While recommendations from online strangers are becoming an increasingly reliable form of advertising for new products, the most trusted form of advertising, according to Nielsen, is recommendations by “personal acquaintances” and people we know.
That may be why many are calling social media sites like Facebook the “holy grail” of marketing, as they allow companies to observe and participate in their customers’ conversations. Indeed, the reason Facebook has achieved multi-billion dollar valuations on Wall Street is because of its vast potential for advertising.
Mark Zuckerberg, the founder and CEO of Facebook, said, “For the last hundred years media has been pushed out to people … but now marketers are going to be a part of the conversation.”
On Facebook, brands — like Adidas and Pepsi, for example — can create their own company “fan pages,” allowing users to write reviews, leave comments and add photos directly on the company’s page. In this way, users can have a similar level of interactivity with companies as with any “friend” on Facebook. What’s more, such interactions may enable a company’s brand or “experience” to travel quickly through a network of friends.
The power and importance of Facebook to marketers lies in the fact that “people influence people.” This marketing multiplier effect can be a powerful “brand builder” for an organization. Here’s an example from Crain’s, a business magazine: “Say each visitor to your (Facebook) page has 500 friends. If 1 percent of those 500 “like” you, that's five people, who each have 500 friends apiece, too. Now 2,500 people will know about your site.”

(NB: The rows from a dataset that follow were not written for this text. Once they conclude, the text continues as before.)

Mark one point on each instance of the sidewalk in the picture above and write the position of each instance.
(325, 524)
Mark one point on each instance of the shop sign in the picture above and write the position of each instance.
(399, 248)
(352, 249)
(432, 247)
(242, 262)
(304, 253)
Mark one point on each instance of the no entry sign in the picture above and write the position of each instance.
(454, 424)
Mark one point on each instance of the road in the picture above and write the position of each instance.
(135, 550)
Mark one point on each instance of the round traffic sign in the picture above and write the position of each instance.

In addition, to more effectively target customers based on interest, Facebook offers businesses a tool called Facebook Insights, which give businesses stats and demographic info on their visitors.
Today, more companies are starting to see the value of marketing a brand via social media. According to a poll by Effie Worldwide and Mashable, 70 percent of marketers plan to increase their social media budgets this year, with 35 percent of respondents indicating that their main goal is to increase Facebook fans and Facebook “likes.”
With all the talk of Facebook “likes,” digital “word of mouth” and user ratings, what’s the overall message for businesses and organizations? The first is that organizations should spend more time building a great product and creating value. If it’s truly a product that people love, they’re more likely to recommend it to friends. Second, instead of spending a boatload of money on traditional, “interruption” advertising — ads on TV, newspaper and magazine ads, fliers, billboards, etc. — businesses should use the Internet and social media to engage customers. Word of mouth on the Internet travels fast. So if your fans and customers really enjoy what your product or service, chances are they’ll spread your message to their friends.
The most important thing, however, is that organizations should be cognizant of the fact that the Internet has empowered consumers with more complete information on new products. That’s a good thing — it means that companies are less likely to bamboozle us into buying poor products and services and, hopefully, that we will see fewer annoying ads and commercials in the future.